We All Feel A Little Ineffectual Sometimes

May 6, 2021

I’ve never been a good story teller. We have some friends who are though. Their delivery is spot on. Their expressions, use of pauses. Their words & timing. Their use of irony.  Everything is perfect!  And I think it is just marvelous. And I so wish I could do that!


I’ve also never been a great writer. Organization has always been my “nemesis” as my high school English teacher said. Before he said that I hadn’t ever identified the problem before. I hadn’t been diagnosed with ADHD yet. Organizing my thoughts was a challenge. In my head, on paper, spoken. All of it. So when he pointed that out I latched onto it. Now that I understood the problem I could try to address it. 

So that was helpful through college and med school and in residency. I knew I needed to make an outline or even write down every word, and practice presenting a patient to the attending in my head and out loud before I called them. Especially if it was in the middle of the night.  

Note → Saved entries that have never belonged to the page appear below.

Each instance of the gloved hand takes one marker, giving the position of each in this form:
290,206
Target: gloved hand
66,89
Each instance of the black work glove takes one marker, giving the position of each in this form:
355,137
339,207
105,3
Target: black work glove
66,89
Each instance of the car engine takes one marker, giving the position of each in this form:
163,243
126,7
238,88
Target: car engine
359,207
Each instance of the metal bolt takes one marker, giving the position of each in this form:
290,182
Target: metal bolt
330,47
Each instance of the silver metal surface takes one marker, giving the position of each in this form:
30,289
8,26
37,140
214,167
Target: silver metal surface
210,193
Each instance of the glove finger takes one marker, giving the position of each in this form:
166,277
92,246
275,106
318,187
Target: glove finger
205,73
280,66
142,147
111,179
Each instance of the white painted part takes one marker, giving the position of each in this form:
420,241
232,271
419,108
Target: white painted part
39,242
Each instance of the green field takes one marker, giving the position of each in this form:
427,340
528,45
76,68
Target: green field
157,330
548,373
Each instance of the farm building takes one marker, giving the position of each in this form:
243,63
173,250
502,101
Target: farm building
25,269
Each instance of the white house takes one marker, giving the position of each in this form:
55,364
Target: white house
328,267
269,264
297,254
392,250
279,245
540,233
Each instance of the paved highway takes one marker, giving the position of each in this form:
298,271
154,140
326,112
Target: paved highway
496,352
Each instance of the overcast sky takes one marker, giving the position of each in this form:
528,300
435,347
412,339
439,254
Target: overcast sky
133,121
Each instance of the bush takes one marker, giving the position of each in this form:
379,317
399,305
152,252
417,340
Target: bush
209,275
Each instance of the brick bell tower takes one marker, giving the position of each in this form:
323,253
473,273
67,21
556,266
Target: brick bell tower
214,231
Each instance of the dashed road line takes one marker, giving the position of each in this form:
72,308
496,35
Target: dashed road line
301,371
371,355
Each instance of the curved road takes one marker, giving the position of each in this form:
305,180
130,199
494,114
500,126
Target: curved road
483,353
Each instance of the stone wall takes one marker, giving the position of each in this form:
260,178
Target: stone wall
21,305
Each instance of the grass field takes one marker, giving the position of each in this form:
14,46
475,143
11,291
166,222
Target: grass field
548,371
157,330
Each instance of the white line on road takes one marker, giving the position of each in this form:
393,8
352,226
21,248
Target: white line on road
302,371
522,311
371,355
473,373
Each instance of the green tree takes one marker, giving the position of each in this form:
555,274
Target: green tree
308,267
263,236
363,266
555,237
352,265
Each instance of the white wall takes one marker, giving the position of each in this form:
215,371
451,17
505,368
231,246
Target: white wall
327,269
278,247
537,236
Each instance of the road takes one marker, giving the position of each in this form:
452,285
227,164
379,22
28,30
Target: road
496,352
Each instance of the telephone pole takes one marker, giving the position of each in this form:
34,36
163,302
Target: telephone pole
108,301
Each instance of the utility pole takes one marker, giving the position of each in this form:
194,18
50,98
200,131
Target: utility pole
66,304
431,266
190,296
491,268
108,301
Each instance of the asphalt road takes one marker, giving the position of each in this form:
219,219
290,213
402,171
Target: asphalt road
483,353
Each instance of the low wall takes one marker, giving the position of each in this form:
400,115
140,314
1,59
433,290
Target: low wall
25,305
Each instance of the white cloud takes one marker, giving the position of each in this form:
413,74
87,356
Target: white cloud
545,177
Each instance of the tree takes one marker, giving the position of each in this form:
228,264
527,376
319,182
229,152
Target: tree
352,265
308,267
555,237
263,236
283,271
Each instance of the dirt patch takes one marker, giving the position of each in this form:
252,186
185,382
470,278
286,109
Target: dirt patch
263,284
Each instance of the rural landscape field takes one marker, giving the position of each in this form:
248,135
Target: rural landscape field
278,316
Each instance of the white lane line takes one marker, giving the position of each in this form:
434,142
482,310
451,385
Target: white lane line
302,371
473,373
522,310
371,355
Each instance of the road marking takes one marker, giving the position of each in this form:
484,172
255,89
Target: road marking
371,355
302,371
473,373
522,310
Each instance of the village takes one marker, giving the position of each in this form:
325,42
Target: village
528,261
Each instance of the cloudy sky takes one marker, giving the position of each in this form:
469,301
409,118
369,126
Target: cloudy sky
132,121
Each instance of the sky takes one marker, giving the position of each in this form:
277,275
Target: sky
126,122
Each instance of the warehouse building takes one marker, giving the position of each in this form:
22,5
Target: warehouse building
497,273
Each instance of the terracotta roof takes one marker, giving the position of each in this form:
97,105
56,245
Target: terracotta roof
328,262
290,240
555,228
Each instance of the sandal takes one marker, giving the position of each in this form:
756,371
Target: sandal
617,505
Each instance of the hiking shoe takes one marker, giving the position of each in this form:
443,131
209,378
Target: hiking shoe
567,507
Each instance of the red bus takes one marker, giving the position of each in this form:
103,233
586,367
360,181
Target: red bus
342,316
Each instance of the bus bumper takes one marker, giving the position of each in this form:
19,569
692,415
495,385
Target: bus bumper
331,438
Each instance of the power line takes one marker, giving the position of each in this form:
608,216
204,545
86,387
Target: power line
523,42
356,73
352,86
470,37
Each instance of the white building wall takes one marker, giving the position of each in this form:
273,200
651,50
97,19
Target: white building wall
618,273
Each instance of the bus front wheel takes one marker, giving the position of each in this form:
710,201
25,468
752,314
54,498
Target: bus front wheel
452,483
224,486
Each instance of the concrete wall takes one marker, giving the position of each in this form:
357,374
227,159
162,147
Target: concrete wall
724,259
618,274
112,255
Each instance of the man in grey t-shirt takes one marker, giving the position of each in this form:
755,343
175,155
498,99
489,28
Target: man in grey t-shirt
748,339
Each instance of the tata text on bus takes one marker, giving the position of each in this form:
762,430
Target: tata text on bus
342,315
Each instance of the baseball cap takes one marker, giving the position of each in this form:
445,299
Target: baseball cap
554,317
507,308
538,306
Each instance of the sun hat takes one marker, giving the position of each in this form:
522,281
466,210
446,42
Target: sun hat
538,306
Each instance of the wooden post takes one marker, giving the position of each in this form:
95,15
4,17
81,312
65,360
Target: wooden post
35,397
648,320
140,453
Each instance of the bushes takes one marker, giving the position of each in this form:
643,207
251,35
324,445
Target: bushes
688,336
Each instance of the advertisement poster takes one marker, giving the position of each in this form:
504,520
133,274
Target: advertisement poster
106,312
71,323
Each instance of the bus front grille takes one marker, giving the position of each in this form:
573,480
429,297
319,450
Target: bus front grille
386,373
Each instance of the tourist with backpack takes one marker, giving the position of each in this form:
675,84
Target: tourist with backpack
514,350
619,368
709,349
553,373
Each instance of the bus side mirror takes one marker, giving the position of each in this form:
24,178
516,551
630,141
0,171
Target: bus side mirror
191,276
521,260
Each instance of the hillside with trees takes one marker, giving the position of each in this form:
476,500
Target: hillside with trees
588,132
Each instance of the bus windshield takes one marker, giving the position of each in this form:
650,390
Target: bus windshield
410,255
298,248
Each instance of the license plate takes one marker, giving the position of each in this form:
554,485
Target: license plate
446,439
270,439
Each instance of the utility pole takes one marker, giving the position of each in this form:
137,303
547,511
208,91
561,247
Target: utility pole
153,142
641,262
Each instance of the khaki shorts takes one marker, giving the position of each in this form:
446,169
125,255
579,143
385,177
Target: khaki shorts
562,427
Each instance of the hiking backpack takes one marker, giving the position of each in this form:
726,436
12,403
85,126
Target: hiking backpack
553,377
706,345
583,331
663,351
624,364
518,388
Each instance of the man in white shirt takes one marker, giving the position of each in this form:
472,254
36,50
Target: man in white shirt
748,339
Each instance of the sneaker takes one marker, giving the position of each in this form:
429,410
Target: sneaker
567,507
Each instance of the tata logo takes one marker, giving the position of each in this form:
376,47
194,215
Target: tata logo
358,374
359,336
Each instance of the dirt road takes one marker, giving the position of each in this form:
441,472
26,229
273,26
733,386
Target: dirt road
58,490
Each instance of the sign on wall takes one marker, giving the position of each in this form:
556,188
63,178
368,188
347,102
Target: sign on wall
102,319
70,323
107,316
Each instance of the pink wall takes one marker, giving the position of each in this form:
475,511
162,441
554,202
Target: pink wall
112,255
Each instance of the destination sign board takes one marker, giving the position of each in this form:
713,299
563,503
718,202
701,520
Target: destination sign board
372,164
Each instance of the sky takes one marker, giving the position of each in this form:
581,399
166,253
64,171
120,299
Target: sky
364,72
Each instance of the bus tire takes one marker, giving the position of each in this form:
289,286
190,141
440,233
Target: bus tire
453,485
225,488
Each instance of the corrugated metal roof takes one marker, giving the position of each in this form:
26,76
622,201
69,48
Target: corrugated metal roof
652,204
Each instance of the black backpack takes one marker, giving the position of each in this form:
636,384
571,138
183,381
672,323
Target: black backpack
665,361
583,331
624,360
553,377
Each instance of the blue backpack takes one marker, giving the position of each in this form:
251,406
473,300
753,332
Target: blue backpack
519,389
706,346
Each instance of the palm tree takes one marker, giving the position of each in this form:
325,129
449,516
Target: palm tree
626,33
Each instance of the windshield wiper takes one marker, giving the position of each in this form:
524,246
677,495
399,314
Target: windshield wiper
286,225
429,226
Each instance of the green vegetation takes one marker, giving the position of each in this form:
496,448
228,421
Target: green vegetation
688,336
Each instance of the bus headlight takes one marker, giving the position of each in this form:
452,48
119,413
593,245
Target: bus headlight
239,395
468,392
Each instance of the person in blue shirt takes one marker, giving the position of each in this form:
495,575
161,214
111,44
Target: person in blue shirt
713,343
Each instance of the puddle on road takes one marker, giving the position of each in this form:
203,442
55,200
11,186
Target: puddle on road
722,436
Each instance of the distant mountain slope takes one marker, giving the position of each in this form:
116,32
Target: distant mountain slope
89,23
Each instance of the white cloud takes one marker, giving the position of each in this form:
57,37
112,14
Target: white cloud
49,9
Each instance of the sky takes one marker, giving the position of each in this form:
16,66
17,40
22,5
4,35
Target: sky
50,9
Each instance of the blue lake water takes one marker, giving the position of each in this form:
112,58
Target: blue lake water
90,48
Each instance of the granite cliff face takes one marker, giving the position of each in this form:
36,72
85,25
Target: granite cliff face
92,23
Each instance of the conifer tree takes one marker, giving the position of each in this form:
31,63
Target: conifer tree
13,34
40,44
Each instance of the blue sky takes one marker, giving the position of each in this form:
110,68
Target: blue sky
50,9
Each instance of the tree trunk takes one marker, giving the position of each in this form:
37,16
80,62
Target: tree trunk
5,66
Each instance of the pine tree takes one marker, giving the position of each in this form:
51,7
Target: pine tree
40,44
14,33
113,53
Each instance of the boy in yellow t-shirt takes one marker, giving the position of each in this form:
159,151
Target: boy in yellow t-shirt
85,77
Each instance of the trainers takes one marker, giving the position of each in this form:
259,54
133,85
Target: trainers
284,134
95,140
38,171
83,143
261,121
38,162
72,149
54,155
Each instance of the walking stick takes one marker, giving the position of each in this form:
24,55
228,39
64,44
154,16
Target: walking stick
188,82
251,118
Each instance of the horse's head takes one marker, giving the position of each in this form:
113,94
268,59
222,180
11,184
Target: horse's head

But there were still many times that I felt ineffectual. I talked too much or said the wrong thing. And even today I still get a little teary eyed when I remember the compassion that a few of my attending physicians showed me my 1st year. I was so vulnerable!

I remember Susie Dehnad saying she knew I could do it. It was my very 1st rotation my intern year. She told me to hang up and to regroup. And to call her back again in a few minutes. I still remember the gentleness in her voice.

I remember Lisa Ward precepting me in clinc. She helped me come up with a system (a simple yellow sticky note) to remind me to practice what I was going to say before I actually said it. 

They were on my side. We were a team working together to bring out the best in me.

We all feel ineffectual at times. And sometimes there are compassionate, generous people around us who help. And sometimes we build ourselves up on our own.

Regardless of the circumstances, all I ever am is the collection of stories I tell about myself.  To myself and to others.

So I decided over a year ago to stop saying I’m not a good story teller and that I’m not a good writer. That I was ineffectual. Those beliefs were holding me back.

So now I tell a lot of stories. And I write everyday.  

Are you ineffectual at something? Or is that just a story you tell yourself?